You might be able to correlate some measurements to perception but you can't replace perception.

Gary
I mean, you're correct about this, but what you said in post #17 is confused / confusing. "there are things about speakers that can't be measured..." But no, as you note, in most cases (i.e. speakers that fit on a klippel) we can measure every aspect of how they radiate sound into space with good accuracy.

You can't measure the perception of imaging / the illusion of space. Because this isn't a "thing about the speaker", it's a thing about the listener.
 
This effect of the speakers disappearing and all images coming from points in space rather than a clothesline stretched between the speakers is caused by a sufficient output to the rear and rear/sides which is in turn caused by the radiation pattern of the speakers. The simplest example I can give you with commercial speakers would be the open baffle, which has at least as much output to the rear as to the front
The perception you describe, practically a truncated pyramid, is achieved primarily through an excellent recording with the right balance of direct/reflected sound, speaker placement, the listening triangle relative to the room's walls, and acoustic treatment. An excellent polar pattern. If you measure everything, with patience and experimentation, what you call spatiality will eventually emerge!
 
Once you have obtained the truncated pyramid, it is only the beginning. Inside the truncated pyramid, you need to focus the individual sound images, starting from the central one, the first one you need to obtain, but that's another story.
 
Oh I agree you can’t measure things that aren’t in the signal(s) by measuring the signal(s).
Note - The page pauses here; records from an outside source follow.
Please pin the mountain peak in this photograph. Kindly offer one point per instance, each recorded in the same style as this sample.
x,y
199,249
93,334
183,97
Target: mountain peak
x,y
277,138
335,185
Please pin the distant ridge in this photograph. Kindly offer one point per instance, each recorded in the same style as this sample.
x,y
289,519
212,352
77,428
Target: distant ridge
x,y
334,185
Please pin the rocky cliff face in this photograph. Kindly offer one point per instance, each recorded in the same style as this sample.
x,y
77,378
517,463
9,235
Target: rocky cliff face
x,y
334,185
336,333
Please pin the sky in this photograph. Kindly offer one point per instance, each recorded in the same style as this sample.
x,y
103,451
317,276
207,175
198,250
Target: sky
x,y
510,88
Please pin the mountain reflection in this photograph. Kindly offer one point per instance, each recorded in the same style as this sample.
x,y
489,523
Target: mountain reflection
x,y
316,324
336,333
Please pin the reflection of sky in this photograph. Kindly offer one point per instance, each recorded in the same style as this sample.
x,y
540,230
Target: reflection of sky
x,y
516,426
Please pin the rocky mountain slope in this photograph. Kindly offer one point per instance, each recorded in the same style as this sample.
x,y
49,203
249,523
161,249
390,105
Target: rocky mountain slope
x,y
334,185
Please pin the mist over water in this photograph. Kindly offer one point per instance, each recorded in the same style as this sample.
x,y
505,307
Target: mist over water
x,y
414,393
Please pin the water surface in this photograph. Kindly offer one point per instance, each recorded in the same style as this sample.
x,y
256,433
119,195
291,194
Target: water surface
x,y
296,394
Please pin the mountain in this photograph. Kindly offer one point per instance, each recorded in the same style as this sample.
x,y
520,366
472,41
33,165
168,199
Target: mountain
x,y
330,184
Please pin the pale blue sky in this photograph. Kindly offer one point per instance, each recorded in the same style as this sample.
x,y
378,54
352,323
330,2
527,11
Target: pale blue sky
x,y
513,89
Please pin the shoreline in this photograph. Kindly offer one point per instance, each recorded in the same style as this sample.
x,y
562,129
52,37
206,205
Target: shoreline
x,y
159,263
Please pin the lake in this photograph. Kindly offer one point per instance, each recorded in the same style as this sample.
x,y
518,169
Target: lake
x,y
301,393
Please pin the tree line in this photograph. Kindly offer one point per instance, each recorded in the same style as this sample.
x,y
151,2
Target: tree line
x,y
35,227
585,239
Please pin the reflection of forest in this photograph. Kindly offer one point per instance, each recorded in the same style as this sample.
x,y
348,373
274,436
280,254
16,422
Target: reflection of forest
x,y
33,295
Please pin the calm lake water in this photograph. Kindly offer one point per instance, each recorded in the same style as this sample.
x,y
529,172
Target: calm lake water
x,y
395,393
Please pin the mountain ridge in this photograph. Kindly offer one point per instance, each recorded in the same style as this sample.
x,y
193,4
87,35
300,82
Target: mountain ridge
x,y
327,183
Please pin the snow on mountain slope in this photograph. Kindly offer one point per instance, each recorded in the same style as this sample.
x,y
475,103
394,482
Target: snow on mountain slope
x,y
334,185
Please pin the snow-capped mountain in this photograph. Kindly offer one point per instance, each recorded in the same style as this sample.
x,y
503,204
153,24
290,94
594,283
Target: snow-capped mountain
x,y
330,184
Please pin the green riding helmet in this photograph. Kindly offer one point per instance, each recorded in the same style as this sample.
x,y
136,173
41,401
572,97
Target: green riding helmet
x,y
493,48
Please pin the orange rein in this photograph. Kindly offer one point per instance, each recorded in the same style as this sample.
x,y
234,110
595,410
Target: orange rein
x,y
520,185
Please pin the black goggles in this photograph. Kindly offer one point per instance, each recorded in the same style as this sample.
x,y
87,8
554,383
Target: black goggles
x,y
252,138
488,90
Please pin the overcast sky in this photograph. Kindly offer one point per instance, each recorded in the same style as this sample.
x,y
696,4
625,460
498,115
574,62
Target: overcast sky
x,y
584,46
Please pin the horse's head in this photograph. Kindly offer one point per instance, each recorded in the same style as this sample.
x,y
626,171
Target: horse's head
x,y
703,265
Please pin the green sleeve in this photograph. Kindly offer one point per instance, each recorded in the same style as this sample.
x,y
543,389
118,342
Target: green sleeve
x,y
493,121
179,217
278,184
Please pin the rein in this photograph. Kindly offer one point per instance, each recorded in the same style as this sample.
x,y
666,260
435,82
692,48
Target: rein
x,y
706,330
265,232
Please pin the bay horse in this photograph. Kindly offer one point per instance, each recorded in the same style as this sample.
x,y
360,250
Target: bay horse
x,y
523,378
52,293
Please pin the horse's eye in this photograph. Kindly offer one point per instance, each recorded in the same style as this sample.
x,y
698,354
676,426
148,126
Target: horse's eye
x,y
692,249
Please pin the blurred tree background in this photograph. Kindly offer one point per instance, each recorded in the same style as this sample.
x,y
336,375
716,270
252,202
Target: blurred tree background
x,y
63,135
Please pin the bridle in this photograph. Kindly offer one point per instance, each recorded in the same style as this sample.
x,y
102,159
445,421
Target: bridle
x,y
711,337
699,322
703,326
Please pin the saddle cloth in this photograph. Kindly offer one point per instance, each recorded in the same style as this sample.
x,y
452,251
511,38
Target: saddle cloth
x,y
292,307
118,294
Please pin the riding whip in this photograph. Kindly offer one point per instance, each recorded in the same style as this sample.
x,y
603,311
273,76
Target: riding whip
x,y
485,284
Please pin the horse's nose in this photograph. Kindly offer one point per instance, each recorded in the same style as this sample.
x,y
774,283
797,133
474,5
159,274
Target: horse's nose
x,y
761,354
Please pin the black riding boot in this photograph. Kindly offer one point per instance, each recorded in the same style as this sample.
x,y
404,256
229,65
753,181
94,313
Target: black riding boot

I suppose there are some brainwaves and such that would offer a clue, but that’s out of scope. Besides, that sort of stuff isn’t limited to speakers.
ahofer, you won't get this for another couple of decades, but the sound field that is projected into the room is not caused by "signals" in the sound tracks, it is caused by the radiation pattern, speaker positioning, and direct to reflected ratio of speakers and room. Those factors are the essence of what we hear from all systems.